Does this resonate? Do you feel like you (sometimes) willingly accept information from others, because it’s easier than researching it yourself? We all do it, all the time. It’s the expression of trust. It’s also a survival skill.

But making this choice can also be a source of conflict - sometimes healthy, sometimes not. When you stubbornly resist agreement in a social setting, you are deciding that your “fitness” is better off, if you plot your own course. You’re gonna go touch that hot stove, dammit. This is the messy dynamic of group decision making.

So “docility” can be a good thing. But is there a point where it could go too far? Is there a point where we are accepting information in situations where we should be challenging it?

Yes, and this choice is framed by Simon as opting-in to pay a “tax” (as a docile individual who is receiving this benefit of more information), which is imposed by the organization.

“Most social influence does enhance the fitness of the recipient. It provides information and advice about the world that is generally valid - or at least much more informative and valid than that information the recipient could generate independently. But docility can be ‘taxed’ by influencing people also to take certain actions that are not personally beneficial but are beneficial to the group. As long as the ‘taxation’ is not so heavy as to cancel the advantages of docility, the altruistic individual will be fitter than the non-docile individual. By this means, the fitness of the organization will be enhanced by the docility, hence altruism, of its members. Although docility is generally rewarding to the individual, some fraction of the behavior it induces is altruistic in this sense, and this altruism is an important factor in the efficacy of organizations.”
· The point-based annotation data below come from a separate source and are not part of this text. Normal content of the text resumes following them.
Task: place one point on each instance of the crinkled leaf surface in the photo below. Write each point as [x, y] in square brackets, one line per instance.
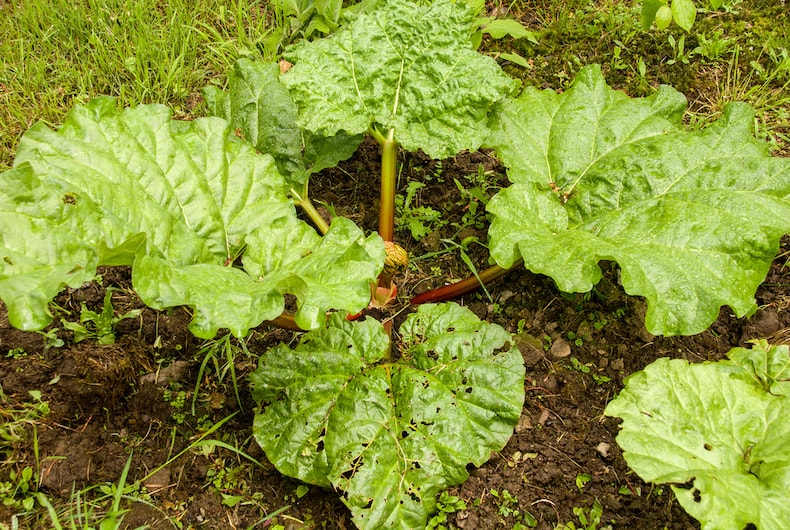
[261, 109]
[692, 218]
[768, 365]
[178, 201]
[403, 66]
[390, 435]
[714, 433]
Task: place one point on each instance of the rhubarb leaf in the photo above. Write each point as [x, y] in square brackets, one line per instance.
[404, 67]
[179, 202]
[389, 435]
[260, 108]
[693, 218]
[714, 433]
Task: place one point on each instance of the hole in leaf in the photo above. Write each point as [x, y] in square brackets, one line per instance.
[686, 485]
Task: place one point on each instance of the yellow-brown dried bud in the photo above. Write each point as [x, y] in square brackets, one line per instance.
[397, 258]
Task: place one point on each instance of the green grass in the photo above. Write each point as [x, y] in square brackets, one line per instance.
[56, 53]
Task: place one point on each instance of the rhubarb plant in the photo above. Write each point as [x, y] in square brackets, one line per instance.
[260, 108]
[716, 432]
[404, 73]
[390, 435]
[182, 203]
[693, 218]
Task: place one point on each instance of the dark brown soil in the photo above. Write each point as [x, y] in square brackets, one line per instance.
[105, 407]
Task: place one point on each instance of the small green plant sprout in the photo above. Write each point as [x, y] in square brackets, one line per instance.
[589, 519]
[581, 480]
[731, 470]
[18, 490]
[663, 12]
[419, 220]
[445, 505]
[100, 326]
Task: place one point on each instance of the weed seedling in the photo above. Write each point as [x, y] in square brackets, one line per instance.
[99, 326]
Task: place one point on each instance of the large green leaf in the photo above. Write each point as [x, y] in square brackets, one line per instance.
[179, 202]
[261, 109]
[692, 218]
[390, 436]
[715, 434]
[403, 67]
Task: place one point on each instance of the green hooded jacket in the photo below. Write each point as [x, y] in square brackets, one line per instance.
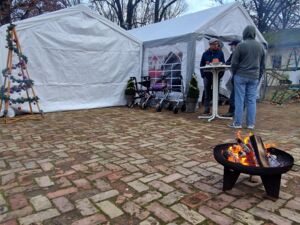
[248, 59]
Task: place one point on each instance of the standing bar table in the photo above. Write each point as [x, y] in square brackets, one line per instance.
[215, 70]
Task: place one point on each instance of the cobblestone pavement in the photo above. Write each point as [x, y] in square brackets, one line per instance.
[128, 166]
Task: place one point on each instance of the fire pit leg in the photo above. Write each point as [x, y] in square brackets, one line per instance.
[229, 178]
[272, 184]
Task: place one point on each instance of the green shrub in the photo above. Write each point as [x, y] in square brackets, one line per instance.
[193, 91]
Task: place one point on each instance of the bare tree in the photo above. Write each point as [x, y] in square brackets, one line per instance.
[13, 10]
[134, 13]
[272, 14]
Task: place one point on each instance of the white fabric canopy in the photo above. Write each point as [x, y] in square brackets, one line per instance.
[77, 59]
[225, 22]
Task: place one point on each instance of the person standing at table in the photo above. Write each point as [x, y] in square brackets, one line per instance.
[247, 66]
[213, 54]
[230, 112]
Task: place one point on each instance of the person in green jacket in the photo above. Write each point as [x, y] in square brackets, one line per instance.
[247, 66]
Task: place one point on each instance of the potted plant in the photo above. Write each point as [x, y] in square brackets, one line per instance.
[192, 95]
[130, 92]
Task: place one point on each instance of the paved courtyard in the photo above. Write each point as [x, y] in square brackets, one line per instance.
[128, 166]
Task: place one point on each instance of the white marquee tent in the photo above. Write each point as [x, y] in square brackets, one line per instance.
[77, 59]
[186, 38]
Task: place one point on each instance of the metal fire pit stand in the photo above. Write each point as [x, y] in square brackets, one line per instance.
[270, 176]
[270, 182]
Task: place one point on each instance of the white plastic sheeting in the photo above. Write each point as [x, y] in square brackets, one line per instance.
[226, 22]
[77, 59]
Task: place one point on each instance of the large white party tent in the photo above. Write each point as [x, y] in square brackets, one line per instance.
[77, 58]
[182, 40]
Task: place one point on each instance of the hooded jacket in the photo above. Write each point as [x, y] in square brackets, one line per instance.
[248, 59]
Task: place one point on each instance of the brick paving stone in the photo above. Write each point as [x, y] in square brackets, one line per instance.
[190, 164]
[17, 201]
[135, 210]
[91, 220]
[138, 186]
[82, 184]
[3, 209]
[102, 185]
[47, 166]
[201, 171]
[116, 176]
[44, 181]
[39, 217]
[183, 170]
[213, 179]
[171, 198]
[62, 192]
[11, 222]
[161, 212]
[192, 178]
[184, 187]
[8, 178]
[220, 201]
[172, 177]
[161, 186]
[207, 188]
[216, 170]
[290, 214]
[147, 168]
[2, 164]
[16, 214]
[130, 168]
[284, 195]
[2, 200]
[132, 177]
[79, 167]
[40, 202]
[271, 205]
[207, 164]
[215, 215]
[150, 177]
[150, 221]
[136, 155]
[265, 214]
[85, 207]
[195, 200]
[148, 197]
[189, 215]
[245, 203]
[104, 195]
[242, 216]
[164, 169]
[63, 182]
[292, 204]
[98, 175]
[113, 167]
[63, 204]
[110, 209]
[139, 161]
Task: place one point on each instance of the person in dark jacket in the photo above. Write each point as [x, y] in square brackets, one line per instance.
[230, 112]
[214, 53]
[247, 65]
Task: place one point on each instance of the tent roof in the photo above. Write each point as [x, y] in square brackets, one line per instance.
[41, 19]
[191, 23]
[287, 37]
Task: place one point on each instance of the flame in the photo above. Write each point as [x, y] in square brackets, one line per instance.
[237, 154]
[272, 145]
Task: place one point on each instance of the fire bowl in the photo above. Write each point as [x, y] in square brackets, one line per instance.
[270, 176]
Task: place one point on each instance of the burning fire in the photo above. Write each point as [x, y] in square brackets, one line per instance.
[243, 151]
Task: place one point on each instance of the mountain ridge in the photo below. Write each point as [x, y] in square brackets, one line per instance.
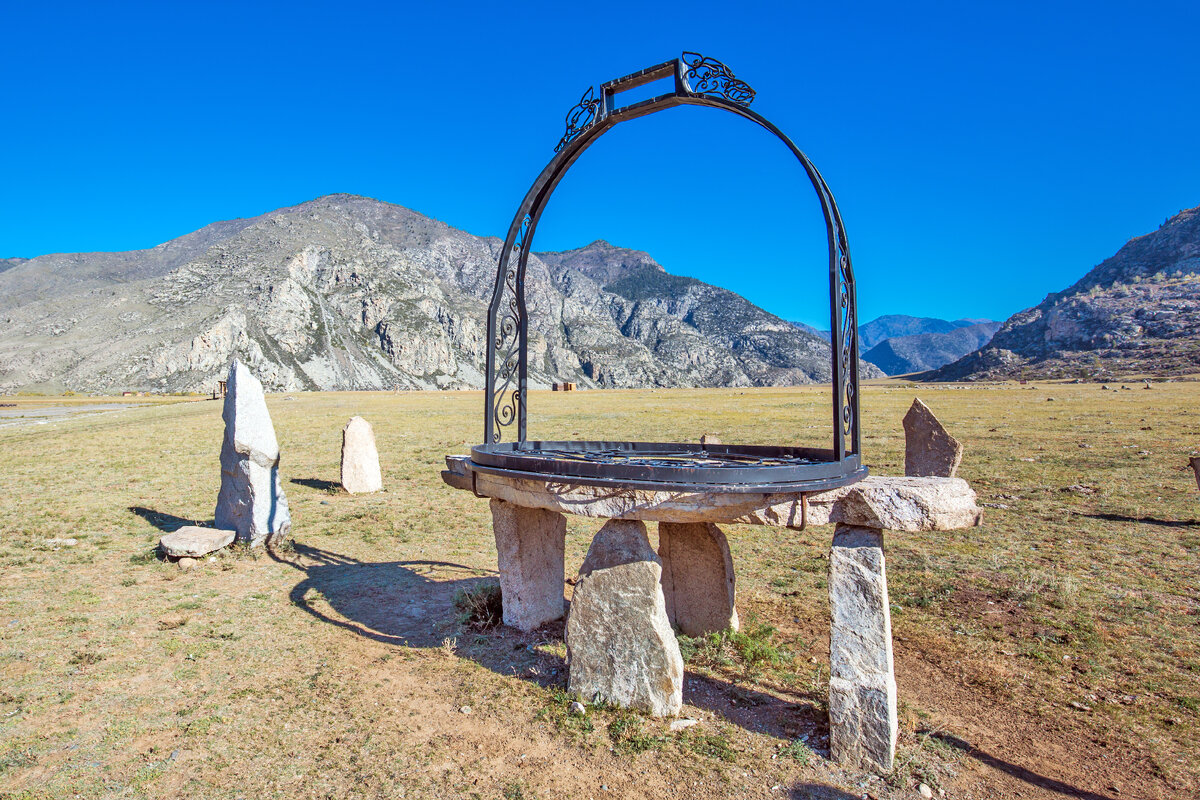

So it is this benefit of alignment, without a significant loss in incentive, that Simon feels is the magic of organizational-based structures.

“Affected by their organizational identifications, members frequently pursue organizational goals at the expense of their own interests - that is to say, behave in a way that is altruistic from a personal standpoint. The added effort that is elicited by identification is a major and essential source of organizational effectiveness and is a principal reason for carrying out economic activities in organizations rather than markets.”

Hierarchies (short ones) with (some) central planning are not inherently a bad thing. Pulling these organization-based tools from the toolkit can be warranted when:

  1. You need some coordination across independent activities, to keep individuals from trying “to outguess one another”
  2. Individual efforts can’t easily be tied to individual rewards (the “public goods problem”)
  3. Decisions require information that should be coordinated across individuals, teams, or groups

Simon makes a case that in an organization-based structure, instilling organizational loyalty is an inexpensive way to incentivize the organization’s goals over the incentives of personal interest. And as the late Charlie Munger told us, we need to be paying attention to these rewards and incentives, if we want to understand and influence the world around us.

As you explore ways to decentralize decision making and empower teams, consider these insights from Herbert Simon about centralizing common assumptions and using identification to incentivize around shared visions.